Shifters of Silver Peak: Mate Marked

By: Georgette St. Clair

Chapter One




The morning of May 15th started out like any other in Silver Peak, Montana, a shifter-only town made up of a scattering of houses and a cluster of shops hugging either side of the town’s main road.

A group of pack members were gathered at their usual table at the Chatterbox Diner, squabbling and worrying about their future, since their so-called Alpha had run out on them like a scared little pussy.

Erika Schmalz, aged twenty-three, was being chastised by her aunt Louise for slurping her soup and not sitting like a lady.

Barbara Tudor, owner, reporter, photographer, blogger, advertising manager and gossip columnist of the Silver Peak Signal, was glumly typing up the crop reports on her laptop and wishing for some real news.

The handsome wanted poster of Roman Kincaid, tacked up on the wall of the Chatterbox, glared down on them all, as he had for the last eighty-two days. Roman Kincaid was a hard man to arrest. He was also hard all over, if the rumors from his many female admirers were to be believed.

He had long, thick, dark hair that swung past his shoulders and cheekbones sharp enough to cut glass. In the picture, he wore a black leather jacket and a rakish expression.

“That is one good-looking outlaw,” Erika said, glancing at the poster. “If I wasn’t practically engaged, I’d be all over that.”

“See, there you go, not being ladylike,” her aunt Louise scolded her, shaking her head. “What if Terrence hears you talking like that? You’re lucky he overlooks your terrible manners and your completely unfeminine behavior. Keep this up, and you’ll never get Mate-Marked.”

Louise glanced across the room at Sissy Castleberry, who had a big, giant Mate Mark on her neck from where big, dumb Roger had bitten her last week. Sissy kept simpering and tossing her hair to the side, to display the Mate Mark, which drew admiring squeals from all the girls at her table. Louise glanced over at Erika, made a clucking noise, and shook her head sadly.

Sissy had been a year behind Erika in high school, and she was now mated for life, as was everybody from Erika’s class – except, of course, Erika.

Erika winced. “First of all, I may be practically engaged, but I’m not dead. I can look. And secondly, it’s not my fault that Terrence doesn’t know how to change a tire and I do. If I’d waited for him to figure it out, we’d have been stuck by the side of the road in the hot sun for hours.”

Her aunt shot her a reproving look that said it would have been a better option.

“I only want what’s best for you,” she said, with a drawn-out sigh that would have been heart-rending if Erika hadn’t heard it so many times before. “Me and Herbert, God rest his soul”—pause for a quick heavenward glance—“had fifty happy years together. And I can tell you, in all that time, I never once used foul language, made”—delicate shudder— “bodily noises, or—”

A yell from the other side of the room made Erika jump. “We can’t go on like this!” shouted Lorena, the head healer for the Silver Peak pack, slamming her hand on the table. She also owned a gift shop. “The teenagers are running wild and we’ve got nobody to rein them in! My store’s been vandalized for the third time this week! Everything’s in chaos! We need to find an Alpha!”

Erika glanced up at the wanted poster on the wall. Yeah, as long as Roman Kincaid and his gang were hanging around the outskirts of town, that was gonna be a problem. Word had gotten out. No aspiring pack leader wanted to come to town just to get their ass handed to them.

And there she went, thinking unladylike thoughts again. Thoughts with swear words in them.

Anyway, with the town’s paper mill gone out of business after the earthquake and most of the pack having moved on, Silver Peak was hardly an attractive prospect for potential sheriff candidates these days.

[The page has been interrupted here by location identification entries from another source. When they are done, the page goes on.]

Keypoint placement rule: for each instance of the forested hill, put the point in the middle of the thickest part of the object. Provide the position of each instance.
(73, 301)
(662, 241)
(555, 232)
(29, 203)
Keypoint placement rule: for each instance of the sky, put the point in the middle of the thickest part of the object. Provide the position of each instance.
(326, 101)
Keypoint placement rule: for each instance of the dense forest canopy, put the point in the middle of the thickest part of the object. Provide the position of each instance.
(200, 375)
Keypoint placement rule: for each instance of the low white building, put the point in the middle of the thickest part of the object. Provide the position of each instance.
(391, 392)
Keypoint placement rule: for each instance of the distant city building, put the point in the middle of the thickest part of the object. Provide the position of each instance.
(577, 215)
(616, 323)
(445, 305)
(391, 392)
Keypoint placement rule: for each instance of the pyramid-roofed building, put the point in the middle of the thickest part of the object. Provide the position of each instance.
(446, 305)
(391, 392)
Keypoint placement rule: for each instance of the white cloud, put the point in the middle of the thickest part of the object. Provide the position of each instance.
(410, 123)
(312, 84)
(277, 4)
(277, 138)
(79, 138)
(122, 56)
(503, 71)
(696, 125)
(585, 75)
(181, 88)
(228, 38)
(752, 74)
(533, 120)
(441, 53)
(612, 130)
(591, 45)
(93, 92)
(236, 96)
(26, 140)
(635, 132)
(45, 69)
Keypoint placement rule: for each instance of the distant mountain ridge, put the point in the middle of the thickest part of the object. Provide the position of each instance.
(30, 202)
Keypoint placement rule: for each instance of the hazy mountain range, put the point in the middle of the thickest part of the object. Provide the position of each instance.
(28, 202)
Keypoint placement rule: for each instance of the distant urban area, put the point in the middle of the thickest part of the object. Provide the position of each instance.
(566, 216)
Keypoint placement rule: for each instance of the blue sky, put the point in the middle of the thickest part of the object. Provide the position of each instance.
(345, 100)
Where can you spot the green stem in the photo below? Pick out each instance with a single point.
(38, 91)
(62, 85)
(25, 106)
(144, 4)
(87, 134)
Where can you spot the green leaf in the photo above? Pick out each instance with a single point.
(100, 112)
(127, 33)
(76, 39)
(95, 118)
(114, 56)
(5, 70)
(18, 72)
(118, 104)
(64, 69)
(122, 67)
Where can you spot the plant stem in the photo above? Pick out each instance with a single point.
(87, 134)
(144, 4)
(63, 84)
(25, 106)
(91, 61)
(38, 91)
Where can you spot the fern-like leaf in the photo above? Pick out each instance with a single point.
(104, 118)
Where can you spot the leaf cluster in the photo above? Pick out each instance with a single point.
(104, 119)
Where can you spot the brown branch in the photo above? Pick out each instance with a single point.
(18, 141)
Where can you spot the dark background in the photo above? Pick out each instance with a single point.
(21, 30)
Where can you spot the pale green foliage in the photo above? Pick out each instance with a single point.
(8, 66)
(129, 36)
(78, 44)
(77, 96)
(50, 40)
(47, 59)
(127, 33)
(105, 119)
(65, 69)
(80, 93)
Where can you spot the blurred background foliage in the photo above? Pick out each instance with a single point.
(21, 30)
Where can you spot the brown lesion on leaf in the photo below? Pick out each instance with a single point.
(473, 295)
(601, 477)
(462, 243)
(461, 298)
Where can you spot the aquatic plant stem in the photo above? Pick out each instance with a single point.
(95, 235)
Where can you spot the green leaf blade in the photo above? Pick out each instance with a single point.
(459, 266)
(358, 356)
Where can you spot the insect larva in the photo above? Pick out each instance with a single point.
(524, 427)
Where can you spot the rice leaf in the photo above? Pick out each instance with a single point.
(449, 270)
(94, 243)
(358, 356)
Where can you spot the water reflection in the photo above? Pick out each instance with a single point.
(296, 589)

Erika sighed, took a big swig of her coffee and let out a small burp, earning her a look of disgust from Sissy all the way across the room, so maybe it hadn’t been so small after all.

And then it happened.

They all felt it, even before she arrived. They were wolves, after all; they had that sixth sense.

It was a subtle change in the atmosphere, a lightening, as if a fresh spring breeze had blown into town carrying the scent of wildflowers with it.

They watched in astonishment seconds later as the car drove by. It was a VW Bug, it had big fluttery eyelashes on the headlights, and it was pink. And somebody had painted adorable purple cartoony flowers on it. The car was being driven by a woman with a big mop of red curls. Human or shifter? She almost certainly had to be a shifter; humans rarely visited shifter towns.

They all stared through the big picture window as she drove past.